Le Petit Journal - L’hebdo des Hautes-Pyrénées
« COMMENT ONT-ILS OSÉ ? »
Il prend toutefois sagement le soin d’envisager que les jurés répondent par l’affirmative à toutes les questions et, pour éviter que la peine capitale soit prononcée, il demande que soit envisagée l’application des circonstances atténuantes, ce qui ramènerait la peine aux travaux forcés à perpétuité.
Cette plaidoirie sera qualifiée de remarquable par la presse locale même si certains arguments avancés par Maître Cauzette étaient en totale contradiction avec les faits objectifs.
Il est 16 h 10 lorsque le ténor parisien Maître Floriot se lève et prend la parole au profit de la femme Lapierre et de sa cause désespérée.
Plaidoirie remarquable de clarté et d’un intérêt soutenu, passionnante comme un roman policier titrera la presse locale, mais ce n’est une surprise pour personne tant le talent de l’avocat est reconnu dans tout le pays. Le ténor va tout d’abord asséner quelques vérités qui ne manqueront pas de déstabiliser l’accusation. Tout d’abord, il va rappeler aux jurés de ne se prononcer que sur des certitudes absolues et ce d’autant qu’une vie est en jeu ; il rappellera que le moindre doute doit bénéficier à l’accusée et que sa cliente, la femme Lapierre ne saurait être déclarée coupable ou complice du meurtre de Laran que si des preuves formelles sont rapportées à son encontre.
Mais surtout, l’avocat insistera sur le fait que ce qui a passionné l’opinion publique, ce sont les scènes de dépeçage et de cuisson du cadavre. Or, de tels agissements accomplis sur le corps d’une personne déjà morte ne constituent, en droit, que le simple délit de recel de cadavre puni de la peine de deux ans d’emprisonnement au maximum et ce qui est puni de la peine de mort, c’est l’acte d’homicide luimême accompli avec préméditation.
Si Marie Lapierre ne saurait contester utilement avoir participé ou assisté au dépeçage du cadavre, pour autant, selon Maître Floriot, il n’existe aucune certitude quant à sa participation au meurtre.
Abordant le passé agité de sa cliente et les soupçons d’empoisonnements de plusieurs vieillards qui pesaient sur elle, le brillant avocat va tout d’abord rappeler qu’aucune charge n’a jamais pu être relevée à son encontre en dépit des examens toxicologiques pratiqués.

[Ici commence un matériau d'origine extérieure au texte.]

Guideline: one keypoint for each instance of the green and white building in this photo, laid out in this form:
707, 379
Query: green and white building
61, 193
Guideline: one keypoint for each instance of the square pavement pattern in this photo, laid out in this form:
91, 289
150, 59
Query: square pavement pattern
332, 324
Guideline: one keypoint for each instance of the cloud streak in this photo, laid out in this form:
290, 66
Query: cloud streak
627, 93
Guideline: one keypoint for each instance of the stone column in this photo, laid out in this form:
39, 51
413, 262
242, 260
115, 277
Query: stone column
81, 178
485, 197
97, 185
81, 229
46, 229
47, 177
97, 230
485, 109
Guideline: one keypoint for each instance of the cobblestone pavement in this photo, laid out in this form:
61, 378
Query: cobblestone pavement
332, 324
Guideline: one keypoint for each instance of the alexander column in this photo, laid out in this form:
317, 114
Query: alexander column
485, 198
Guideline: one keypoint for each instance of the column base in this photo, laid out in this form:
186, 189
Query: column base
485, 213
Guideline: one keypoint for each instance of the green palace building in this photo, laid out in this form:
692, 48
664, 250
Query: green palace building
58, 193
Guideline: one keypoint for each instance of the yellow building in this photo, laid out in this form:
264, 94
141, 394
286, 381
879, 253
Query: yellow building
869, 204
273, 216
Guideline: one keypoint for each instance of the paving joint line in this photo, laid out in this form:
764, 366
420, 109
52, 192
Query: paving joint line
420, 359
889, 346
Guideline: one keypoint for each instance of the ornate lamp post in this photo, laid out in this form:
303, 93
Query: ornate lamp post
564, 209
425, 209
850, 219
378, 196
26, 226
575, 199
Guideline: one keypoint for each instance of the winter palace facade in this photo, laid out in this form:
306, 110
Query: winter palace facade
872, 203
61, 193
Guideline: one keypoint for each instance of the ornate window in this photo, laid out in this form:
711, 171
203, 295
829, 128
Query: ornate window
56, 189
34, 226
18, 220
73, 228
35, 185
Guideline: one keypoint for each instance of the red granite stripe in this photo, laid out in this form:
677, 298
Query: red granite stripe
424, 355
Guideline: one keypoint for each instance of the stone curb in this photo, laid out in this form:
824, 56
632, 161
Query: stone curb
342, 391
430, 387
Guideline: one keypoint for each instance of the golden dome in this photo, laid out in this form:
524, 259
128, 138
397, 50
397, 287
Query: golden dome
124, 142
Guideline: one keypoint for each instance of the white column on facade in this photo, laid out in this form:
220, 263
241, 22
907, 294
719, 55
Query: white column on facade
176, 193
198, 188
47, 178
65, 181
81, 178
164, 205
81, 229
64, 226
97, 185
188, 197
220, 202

.L’avocat rappellera que Fouraste a toujours déclaré qu’il avait agi seul lors de la perpétration du meurtre. De plus, s’agissant du gardénal qui aurait été administré à Laran pour l’empoisonner, la défense démontre que si Marie Lapierre avait eu l’intention de droguer Laran avec ce produit, elle aurait utilisé les deux tubes qui étaient en sa possession alors qu’à l’occasion de la perquisition pratiquée à son domicile on a retrouvé un tube vide et un tube plein. Enfin, s’appuyant sur les conclusions du rapport toxicologique du professeur Griffon, Maître Floriot démontre que la quantité de barbiturique retrouvée dans les urines de la victime n’atteignait pas le sixième de la dose mortelle, ce qui ne pouvait que mettre hors de cause Marie Lapierre dans la commission du meurtre lui-même.
Abordant la dernière partie de sa plaidoirie, l’avocat parisien, qui pourtant n’avait pas ménagé le coaccusé Fouraste tout au long des débats, va alors tenter de lui éviter la peine capitale en posant le problème sur un plan humain et de simple logique.
Pour Maître Floriot, il ne s’agit ni plus ni moins que d’un meurtre d’ivrogne. S’étant levé pour boire à 3 heures 45 le matin du crime, Fouraste, qui n’a rien prémédité, dans un réflexe de brute irritée et alcoolisée, lassé des perpétuelles réclamations de Laran quant à l’argent prêté à sa maîtresse, il étouffe le vieillard avec le couvrepied et remonte se coucher.